Yes, Ken was once the focus of Labour's mayoral troubles. But not this week, as it emerged that the party might have to prevent MPs from resigning to fight elections later this year. This is, unsurprisingly, not meeting with the wholehearted approval of Labour MPs like Liam Byrne and Tony Lloyd. As Boris once found before he embarked on his City Hall journey, being the leader of a major city is much more fun than being an opposition backbencher.

Journeys through London were themselves a topic of controversy this week, thanks to controversy erupting over some anti-gay bus adverts blocked by Boris. Those seeking the "reorientation" of homosexuals had been trying to rebut a Stonewall campaign telling homophobes to "get over it!" Their response, insensitively judged, was quickly knocked back by Boris. Ken, of course, said he should have taken this step even sooner.

The usual coalition bickerings have continued. In more bad news for George Osborne, plans to cap tax relief on donations contained in March's Budget hit the headlines this week. Nick Clegg got into some hot water over the snooping row. A damning report criticised the Metropolitan police for their involvement in the phone-hacking scandal. Business as usual, then.

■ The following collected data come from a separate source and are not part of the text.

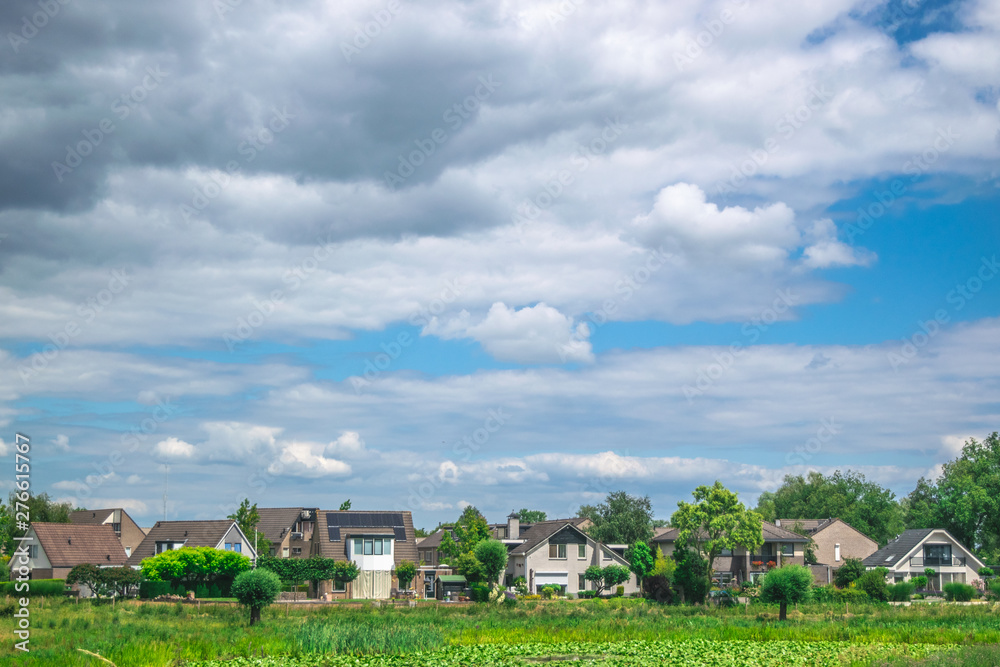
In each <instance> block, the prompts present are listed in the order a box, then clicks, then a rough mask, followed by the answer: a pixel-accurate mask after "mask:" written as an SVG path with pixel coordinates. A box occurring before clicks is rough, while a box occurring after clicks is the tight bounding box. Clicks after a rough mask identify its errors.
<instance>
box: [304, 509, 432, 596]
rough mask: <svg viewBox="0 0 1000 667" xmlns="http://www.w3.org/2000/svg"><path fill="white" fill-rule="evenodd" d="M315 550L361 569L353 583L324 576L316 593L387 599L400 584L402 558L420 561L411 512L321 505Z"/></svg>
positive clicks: (313, 552) (416, 561) (416, 560)
mask: <svg viewBox="0 0 1000 667" xmlns="http://www.w3.org/2000/svg"><path fill="white" fill-rule="evenodd" d="M317 517H318V519H317V526H316V530H314V531H313V543H312V553H314V554H319V555H320V556H323V557H324V558H334V559H336V560H340V561H352V562H354V563H355V564H356V565H357V566H358V569H359V570H360V574H359V575H358V578H357V579H355V580H354V581H352V582H338V581H324V582H321V583H320V586H319V589H318V590H316V591H315V594H316V595H317V596H327V595H328V596H330V597H332V598H339V599H355V600H358V599H371V600H379V599H386V598H388V597H389V596H390V594H391V591H392V589H393V588H395V587H398V585H399V584H398V580H396V578H395V576H394V574H393V571H394V570H395V568H396V565H398V564H399V563H400V562H401V561H404V560H408V561H411V562H413V563H416V562H417V541H416V539H415V538H414V536H413V517H412V515H411V513H410V512H396V511H383V512H364V511H355V510H337V511H333V510H320V511H319V512H318V513H317Z"/></svg>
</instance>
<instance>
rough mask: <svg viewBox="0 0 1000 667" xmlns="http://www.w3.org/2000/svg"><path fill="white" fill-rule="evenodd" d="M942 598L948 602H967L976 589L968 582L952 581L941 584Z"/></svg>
mask: <svg viewBox="0 0 1000 667" xmlns="http://www.w3.org/2000/svg"><path fill="white" fill-rule="evenodd" d="M942 590H943V591H944V599H945V600H948V601H949V602H968V601H969V600H971V599H972V598H973V596H974V595H975V594H976V589H975V588H973V587H972V586H970V585H969V584H962V583H959V582H957V581H954V582H952V583H950V584H945V585H944V586H942Z"/></svg>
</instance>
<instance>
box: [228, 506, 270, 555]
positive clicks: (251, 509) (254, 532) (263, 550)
mask: <svg viewBox="0 0 1000 667" xmlns="http://www.w3.org/2000/svg"><path fill="white" fill-rule="evenodd" d="M226 518H227V519H230V520H232V521H235V522H236V525H237V526H239V527H240V530H242V531H243V534H244V535H246V536H247V539H248V540H249V541H250V544H252V545H254V551H256V552H257V553H258V554H266V553H270V551H271V541H270V540H269V539H267V537H265V536H264V533H262V532H260V531H259V530H257V524H258V523H260V513H259V512H258V511H257V503H254V504H253V505H250V499H249V498H244V499H243V502H241V503H240V506H239V509H237V510H236V511H235V512H233V513H232V514H230V515H229V516H227V517H226Z"/></svg>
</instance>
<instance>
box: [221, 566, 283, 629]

Away from the turmoil of life in Westminster, David Cameron spent the week working his way through a tour of southeast Asia. He definitely tops the list of Sights We Thought We'd Never See for his meeting with the Burmese president, Thein Sein. Such is the degree of progress in Burma that he was even able to hold a press conference with Aung San Suu Kyi, an extraordinary sight. The main purpose of the trip, though, was business: Malaysia, Indonesia and Japan were all heavily courted by No 10's delegation. Downing Street had to be a little more circumspect in Burma, where sanctions still apply. The ten or so business figures who accompanied the PM were just "tourists", No 10 insisted.